The program focuses on strategies that they hope will prevent behaviors like those clear expectations and rewards for younger students and additional social time for older students.
Those strategies are credited with strong positive results at the schools with defiance referrals down more than 50 percent compared to last year at FFE, bullying referrals down to 7 this year from 27 last year at BWES, bullying referrals down 50 percent this year compared to last year at EKES and a high number of students at participating schools with no referrals or only one referral in a school year. EKES was named a PBIS Emerging School for its success with the program in the 2015 to 2016 school year.

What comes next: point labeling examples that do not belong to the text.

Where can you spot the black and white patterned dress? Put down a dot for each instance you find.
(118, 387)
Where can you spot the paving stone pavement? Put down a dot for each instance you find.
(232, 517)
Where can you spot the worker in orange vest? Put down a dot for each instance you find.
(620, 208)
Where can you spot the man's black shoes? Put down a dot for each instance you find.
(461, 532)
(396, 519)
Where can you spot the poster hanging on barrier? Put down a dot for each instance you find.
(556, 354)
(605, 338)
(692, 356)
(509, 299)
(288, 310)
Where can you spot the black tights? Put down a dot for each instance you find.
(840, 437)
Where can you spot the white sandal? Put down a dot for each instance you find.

In the program’s second year, Callaway Elementary School, Callaway High School, Hogansville Elementary School and Troup High School also began to use PBIS, and have also seen positive results in the short time that the program has been in place.
“This is a three to five-year process,” Jones said. “We’ve only committed for three years, and for us to be this far along at this point – I am really proud of the work that our schools have put in.”
Jones warned that the program was not a quick fix for behavior problems, but even in the short time that PBIS has been in use, schools where it is in use have noted a dramatic drop in the number of disciplinary cases.
“This is just real time results that we are seeing quickly, not eight or fjve years investment or a 10 year investment,” Board Member Brandon Brooks said.
The schools always need donations for their school stores where elementary and sometimes middle school students use their rewards to “buy” things like snacks, but mentors and volunteers are also needed to help run the school stores next year and reaffirm to students that their behavior matters.
The Troup County Board of Education is scheduled to meet again on Thursday, June 15 at 5:30 p.m. at 100 North Davis Road, Building C.